Pustaka
Bahasa Indonesia
Bab
Pengaturan

4. Tawaran orang tak dikenal

“Hebat! Hebat! Beraninya sama lelaki paruh baya, pakai keroyok lagi?! Benar-benar bikin malu anak muda!” cetus Bintang sambil bertepuk tangan, seolah-olah bangga dengan sikap segerombolan orang tak dikenal itu.

Sejenak mereka berhenti dan menatap asal suara. Melihat senyuman penuh ejekan dari Bintang, membuat mereka marah dan sebagian menyerang Bintang secara membabi buta.

Namun, bagi Bintang mereka sama sekali bukanlah tandingannya, dengan mudahnya Bintang memukul mundur orang-orang itu.

"Anda tidak apa-apa, Tuan?” tanya Bintang sambil membantu lelaki paruh baya itu berdiri, kemudian menuntunnya ke tepi dan mengobati luka lelaki itu dengan menggunakan obat tradisional.

“Apa kamu mengenalku?” tanya lelaki paruh baya itu menatap Bintang.

"Apakah menolong orang lain harus saling kenal? Bukankah tidak? Aku tidak tahu kesalahan terletak pada siapa, tapi aku tidak suka melihat mereka mengeroyok, Tuan. Bukankah perkelahian itu tidak seimbang? Mereka ada banyak orang, sedangkan Tuan?
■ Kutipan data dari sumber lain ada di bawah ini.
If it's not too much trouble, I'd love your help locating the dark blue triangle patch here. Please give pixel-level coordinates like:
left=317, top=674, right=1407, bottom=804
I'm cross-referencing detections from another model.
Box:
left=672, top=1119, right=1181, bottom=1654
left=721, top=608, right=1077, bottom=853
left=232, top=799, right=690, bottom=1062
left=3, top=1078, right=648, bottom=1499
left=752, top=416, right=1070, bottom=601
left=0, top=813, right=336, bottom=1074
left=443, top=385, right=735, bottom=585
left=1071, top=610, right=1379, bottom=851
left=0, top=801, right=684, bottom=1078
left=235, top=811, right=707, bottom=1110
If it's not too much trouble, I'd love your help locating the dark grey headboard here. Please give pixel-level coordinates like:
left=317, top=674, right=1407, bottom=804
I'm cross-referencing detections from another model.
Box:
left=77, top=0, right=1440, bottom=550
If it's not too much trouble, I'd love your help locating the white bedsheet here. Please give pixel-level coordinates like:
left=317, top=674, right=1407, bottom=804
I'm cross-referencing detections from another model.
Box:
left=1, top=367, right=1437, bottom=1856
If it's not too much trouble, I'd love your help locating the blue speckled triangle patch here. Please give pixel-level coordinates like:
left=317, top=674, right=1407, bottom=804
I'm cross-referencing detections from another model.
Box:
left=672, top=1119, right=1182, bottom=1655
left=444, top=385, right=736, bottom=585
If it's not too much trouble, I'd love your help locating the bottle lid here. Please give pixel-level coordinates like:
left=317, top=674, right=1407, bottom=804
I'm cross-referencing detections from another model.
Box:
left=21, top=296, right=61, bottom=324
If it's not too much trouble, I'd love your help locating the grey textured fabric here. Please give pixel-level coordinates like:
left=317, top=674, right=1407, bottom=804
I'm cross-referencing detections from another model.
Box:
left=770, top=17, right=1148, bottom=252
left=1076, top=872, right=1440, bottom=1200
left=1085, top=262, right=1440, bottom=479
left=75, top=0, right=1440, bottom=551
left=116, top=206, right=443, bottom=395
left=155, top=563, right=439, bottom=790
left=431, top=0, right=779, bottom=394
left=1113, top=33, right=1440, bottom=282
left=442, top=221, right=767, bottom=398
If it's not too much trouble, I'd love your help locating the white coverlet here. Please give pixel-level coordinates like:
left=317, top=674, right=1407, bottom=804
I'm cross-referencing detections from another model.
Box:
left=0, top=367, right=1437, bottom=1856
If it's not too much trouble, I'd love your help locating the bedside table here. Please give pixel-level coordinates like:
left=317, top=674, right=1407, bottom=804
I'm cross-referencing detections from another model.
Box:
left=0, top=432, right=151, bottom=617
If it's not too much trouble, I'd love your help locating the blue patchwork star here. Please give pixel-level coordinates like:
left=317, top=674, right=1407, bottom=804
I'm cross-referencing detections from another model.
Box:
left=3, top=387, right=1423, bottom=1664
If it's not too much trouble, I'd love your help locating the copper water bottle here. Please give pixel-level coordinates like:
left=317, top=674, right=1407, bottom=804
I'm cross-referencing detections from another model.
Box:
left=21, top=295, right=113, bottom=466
Hanya sendirian!” kata Bintang tanpa senyuman.

“Kamu tinggal di mana, orangtuamu siapa, dan apa pekerjaanmu?”

“Aku pendatang baru di kota ini, aku hidup sebatang kara, aku masih mencari kontrakan. Namaku Bintang Martadinata, memangnya kenapa, Tuan?” Jawab Bintang tanpa menghentikan aktivitasnya.

Lelaki paruh baya itu menatap Bintang dengan teliti dan membatin, ‘Akhirnya aku bisa menemukan sosok yang bisa menggantikan posisiku. Bintang bukan hanya baik hati, tapi dia juga berani dan tegas. Tinggi, tampan, kulit kuning langsat, mata coklat. Benar-benar sosok sempurna, tidak akan ada satupun yang menyadari kalau dialah pengganti ku. Tapi apakah Dia bersedia?’

Bintang yang melihat lelaki paruh baya itu memperhatikannya dalam kebingungan, ikutan bingung. “Maaf, apakah ada yang salah dengan wajahku?”

Dengan ragu-ragu lelaki paruh baya itu mengutarakan keinginannya.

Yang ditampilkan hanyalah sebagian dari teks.